Results from a recent study showed that white matter lesions and clinical migraine characteristics have no effect on cortical thickness and volume of bilateral lobes. Instead, only age affects cortical thickness or volume and only intracranial volume affects cortical volume.

Migraine is a neurological disorder that affects the structure and functional aspects of the cerebral cortex. Some patients with migraine have intracerebral white matter lesions (WMLs) caused from cortical changes because of the migraine attacks. Although WMLs are likely to be microvascular, the effects that they exert on cortical thickness and volume is relatively unknown. In a recent study, investigators assessed patients with migraines with or without WMLs to compare potential cortical thickness and volume differences between them.

During a recruitment period of 7 years, investigators enrolled 161 female patients. Gender similarity was used to exclude any gender-related differences, such as longer headache duration and higher intensity of attacks. Forty healthy patients were also included as a control group. Patients with WMLs were significantly older than patients without WMLs (P = .0003) and patients who were healthy (P = .018). Total number of migraine attacks, disease duration, and rate of aura were also significantly higher in the WMLs group compared with the group without the lesions.

Among the groups, left and right sided lobular and insular volumes and thickness were not significantly different. Cortical thickness and volume for the frontal, parietal, temporal, occipital, and insular were all not statistically different among the 3 groups.

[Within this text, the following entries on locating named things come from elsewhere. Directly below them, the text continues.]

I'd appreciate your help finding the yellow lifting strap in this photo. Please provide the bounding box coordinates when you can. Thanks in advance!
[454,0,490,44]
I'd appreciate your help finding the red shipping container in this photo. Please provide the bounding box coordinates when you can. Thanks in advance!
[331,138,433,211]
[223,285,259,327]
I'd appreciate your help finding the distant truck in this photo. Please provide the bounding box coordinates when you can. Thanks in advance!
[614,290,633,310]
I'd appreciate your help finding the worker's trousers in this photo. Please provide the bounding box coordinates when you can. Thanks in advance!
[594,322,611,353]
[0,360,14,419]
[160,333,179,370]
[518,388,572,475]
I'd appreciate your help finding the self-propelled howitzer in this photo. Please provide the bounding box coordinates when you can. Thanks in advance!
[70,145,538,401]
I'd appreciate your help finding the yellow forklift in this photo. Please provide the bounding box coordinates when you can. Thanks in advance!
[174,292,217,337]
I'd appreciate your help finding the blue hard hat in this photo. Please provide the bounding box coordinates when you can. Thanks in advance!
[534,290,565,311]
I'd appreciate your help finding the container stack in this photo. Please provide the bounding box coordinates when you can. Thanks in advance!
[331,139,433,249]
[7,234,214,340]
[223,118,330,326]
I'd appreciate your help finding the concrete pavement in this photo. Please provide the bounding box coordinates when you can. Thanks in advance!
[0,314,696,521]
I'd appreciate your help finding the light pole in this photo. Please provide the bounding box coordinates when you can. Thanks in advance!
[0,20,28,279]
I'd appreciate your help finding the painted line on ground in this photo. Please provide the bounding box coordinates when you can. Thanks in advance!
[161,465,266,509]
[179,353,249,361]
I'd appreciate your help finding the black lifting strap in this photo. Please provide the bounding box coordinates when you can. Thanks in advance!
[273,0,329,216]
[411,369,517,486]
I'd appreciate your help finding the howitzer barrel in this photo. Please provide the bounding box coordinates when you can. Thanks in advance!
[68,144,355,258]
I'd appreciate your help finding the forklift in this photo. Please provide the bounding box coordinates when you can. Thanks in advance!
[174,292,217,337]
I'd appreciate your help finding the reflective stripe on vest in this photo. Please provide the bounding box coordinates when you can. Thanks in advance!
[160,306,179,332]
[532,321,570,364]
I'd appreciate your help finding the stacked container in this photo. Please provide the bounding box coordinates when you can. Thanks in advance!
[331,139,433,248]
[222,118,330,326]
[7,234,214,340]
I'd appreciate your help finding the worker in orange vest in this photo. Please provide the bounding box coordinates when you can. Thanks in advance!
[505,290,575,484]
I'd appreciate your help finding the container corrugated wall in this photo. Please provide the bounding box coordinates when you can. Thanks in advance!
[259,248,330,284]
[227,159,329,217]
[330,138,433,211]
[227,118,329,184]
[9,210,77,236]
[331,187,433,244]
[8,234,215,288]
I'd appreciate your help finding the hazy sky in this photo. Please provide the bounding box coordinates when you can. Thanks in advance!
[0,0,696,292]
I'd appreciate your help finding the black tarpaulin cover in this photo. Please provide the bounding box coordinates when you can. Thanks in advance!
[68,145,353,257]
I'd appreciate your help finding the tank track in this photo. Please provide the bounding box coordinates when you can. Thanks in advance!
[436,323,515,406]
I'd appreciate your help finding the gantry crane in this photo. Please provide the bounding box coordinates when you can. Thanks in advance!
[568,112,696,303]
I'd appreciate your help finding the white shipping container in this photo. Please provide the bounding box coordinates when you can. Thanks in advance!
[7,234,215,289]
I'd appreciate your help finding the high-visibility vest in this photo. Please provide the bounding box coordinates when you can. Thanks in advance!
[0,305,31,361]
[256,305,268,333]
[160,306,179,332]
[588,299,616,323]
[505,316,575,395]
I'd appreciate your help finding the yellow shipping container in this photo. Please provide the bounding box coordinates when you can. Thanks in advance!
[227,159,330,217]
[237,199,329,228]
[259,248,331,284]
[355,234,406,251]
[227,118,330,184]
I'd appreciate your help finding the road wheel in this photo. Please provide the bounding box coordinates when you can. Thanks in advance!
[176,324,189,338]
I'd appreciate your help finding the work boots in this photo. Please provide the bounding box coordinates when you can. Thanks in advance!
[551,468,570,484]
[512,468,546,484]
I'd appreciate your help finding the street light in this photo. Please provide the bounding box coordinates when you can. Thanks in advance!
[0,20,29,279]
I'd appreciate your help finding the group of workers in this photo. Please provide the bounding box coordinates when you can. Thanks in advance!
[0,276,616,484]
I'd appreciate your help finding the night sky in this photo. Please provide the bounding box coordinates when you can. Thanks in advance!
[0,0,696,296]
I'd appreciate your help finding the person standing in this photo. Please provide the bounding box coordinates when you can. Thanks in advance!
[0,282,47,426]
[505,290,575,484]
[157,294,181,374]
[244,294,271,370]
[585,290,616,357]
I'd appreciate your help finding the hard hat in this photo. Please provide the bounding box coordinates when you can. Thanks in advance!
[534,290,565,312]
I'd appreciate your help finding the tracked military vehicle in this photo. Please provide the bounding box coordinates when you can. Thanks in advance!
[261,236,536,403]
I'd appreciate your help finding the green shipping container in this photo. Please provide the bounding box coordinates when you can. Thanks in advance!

Although the presence of lesions did not significantly affect cortical thickness and volume, patient age did. Age had a significant negative association with both thickness and volume for each of the 5 regions (P < .001). In contrast, intracranial volume had a positive association with cortical volume. Intracranial volume only affected cortical volume, and not thickness (P < .001). There were no significant interactions between group with age, group with intracranial volume, or age with intracranial volume. 

From this female migraine group, investigators found that neither lesions nor any other clinical characteristics affected cortical thickness or volume. For each region, cortical thickness and volume were practically equivalent and within the predefined relevant limit of ±0.1mm. Only age was shown to be a significant predictor of cortical thickness and volume, and intracranial volume for cortical volume.

Reference:

Komáromy H, He M, Perlaki G. Influence of hemispheric white matter lesions and migraine characteristics on cortical thickness and volume. J Headache Pain. 2019;20(1):4. doi: 10.1186/s10194-019-0959-2.